AMG initially acquired its interest in each of TDS and MCI in 2018 and 2015, respectively, and had contractual options to acquire the remaining stake in both companies that were exercised in September and May 2020, respectively. Following the exercise of such options, AMG offered the Company the opportunity to acquire the businesses at a substantially similar valuation multiple to that paid by AMG.
"It made logical sense to acquire these partners as they complement the objective of broadening AHG’s network," said Michael Andlauer, Chief Executive Officer of AHG. "We have a very clear sense of how to integrate the businesses into our operations because we have been collaborating with them for several years and have a number of common customers."
About the Acquired Companies
TDS is a dedicated ambient transportation service provider, with a fleet of 98 temperature-controlled vehicles. TDS provides dedicated deliveries to pharmacies, hospitals, and clinics in the Greater Toronto Area, with an extended reach to Hamilton, Barrie, Hanover and the Niagara region.
MCI is a logistics provider offering a wide range of transportation services from courier and LTL shipments to expedited and dedicated delivery service. Founded to meet the varied transportation needs of carriers and logistics providers within the Chatham – Windsor corridor, MCI has been serving its customers since 1993.

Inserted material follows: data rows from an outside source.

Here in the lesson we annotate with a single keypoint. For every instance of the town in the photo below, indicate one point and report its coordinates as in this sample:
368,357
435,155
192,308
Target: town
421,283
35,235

Multilateral Instrument 61-101
AMG is a private corporation owned and controlled by Michael Andlauer, the Chief Executive Officer and a director of the Company. As a result, the acquisition constitutes a "related party transaction" under Multilateral Instrument 61-101 – Protection of Minority Security Holders in Special Transactions ("MI 61-101"). The acquisition was reviewed and considered by a special committee of the Company’s independent directors. The special committee, with the assistance of independent legal counsel, took a lead role in respect of the examination, review and negotiation of the acquisition and related documentation on behalf of the Company. The acquisition was not subject to the formal valuation and minority approval requirements of MI 61-101 as the fair market value of the transaction is not more than 25% of the Company’s market capitalization.
Goodmans LLP acted as legal counsel to AHG and Stikeman Elliott LLP acted as independent legal counsel to AHG’s special committee of independent directors. Feltmate Delibato Heagle LLP acted as legal counsel to AMG.
AHG is a leading and growing supply chain management company offering a robust platform of customized third-party logistics ("3PL") and specialized transportation solutions for the healthcare sector. The Company’s 3PL services include customized logistics, distribution and packaging solutions for healthcare manufacturers across Canada. AHG’s specialized transportation services, including air freight forwarding, ground transportation, dedicated delivery and last mile services, provide a one-stop shop for clients’ healthcare transportation needs. Through its complementary service offerings, available across a coast-to-coast distribution network, the Company strives to accommodate the full range of its clients’ specialized supply chain needs on an integrated and efficient basis. For more information on AHG, please visit: www.andlauerhealthcare.com.
This news release may contain forward-looking statements (within the meaning of applicable securities laws) including, without limitation, statements regarding the general financial and market impact that the acquisition of TDS and MCI is expected to have on the Company and that the acquisitions will expand the Company’s market presence. The forward-looking statements in this news release are based on certain assumptions, including without limitation that the companies will continue perform as they have recently. They are not guarantees of future performance and involve risks and uncertainties that are difficult to control or predict. A number of factors could cause actual results to differ materially from the results discussed in the forward-looking statements, including, but not limited to, the risk that the acquired businesses will not perform as expected, the Company will not be able to successfully integrate the acquisitions, and the factors discussed under the heading "Risk Factors" in the Company’s annual information form dated March 12, 2020 available on the Company’s profile on SEDAR at www.sedar.com. There can be no assurance that forward-looking statements will prove to be accurate as actual outcomes and results may differ materially from those expressed in these forward-looking statements. Readers, therefore, should not place undue reliance on any such forward-looking statements. Further, these forward-looking statements are made as of the date of this news release and, except as expressly required by applicable law, the Company assumes no obligation to publicly update or revise any forward-looking statement, whether as a result of new information, future events or otherwise.
SOURCE Andlauer Healthcare Group Inc.